Music has always been a big part of Jaime Vernon’s life. She grew up in a small town in Ohio, the daughter of a single mother who loved gospel music. Today she lives in Nashville with her husband Kevin, the brother of Rascal Flatts frontman Gary Levox.
To Vernon, the thought of not being able to hear music was inconceivable. So when a hearing problem affected her family, she was devastated. In March 2009, she and Kevin got the news: “Your child is deaf.”
Understanding the diagnosis
Their child, Lexi, was 14 months old. “Until that moment,” she says, “we didn’t know why our daughter was not responding to us."
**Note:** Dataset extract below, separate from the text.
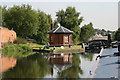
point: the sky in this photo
(102, 13)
While she hadn’t had a newborn hearing screening, something wasn’t right. Vernon explains Lexi wouldn’t put her head on her shoulder and cry when her mother tried to sing her to sleep.
“My mother had died the year before,” Vernon says. “All I wanted was to connect with Lexi through music, like the way my mother and I used to connect. But, Lexi couldn’t hear me.”
The Vernons wondered how to help Lexi. Could her hearing be fixed?
"In only one year, she gained the two years of speech she had lost."
Fortunately the answer arrived, in the form of cochlear implants, a surgically implanted device that restores sound. When she was 18 months old, Lexi was implanted bilaterally with cochlear implants, a Cochlear Americas System that's bluetooth-enabled and allows Lexi to swim. Its software settings can change to match listening environments the child enters.
The results were immediate, Vernon says. On her first day with cochlear implants, Lexi heard a bird chirping. Within her first month, she had said “ma ma.” Lexi had audiology classes and worked on speaking with a speech therapy team. In only one year, she gained the two years of speech she had lost.
Dreams come true
Lexi, now age 8, has perfect speech and loves music. A second grader at Christ Presbyterian Academy in Nashville, she plays basketball and softball. According to her mom, Lexi dreams of playing basketball at Ohio State University.
“Out of our personal experience,” says Vernon, “I started Songs for Sound, a 501(c)3 charity to help some of the 360 million people worldwide suffering with hearing loss.”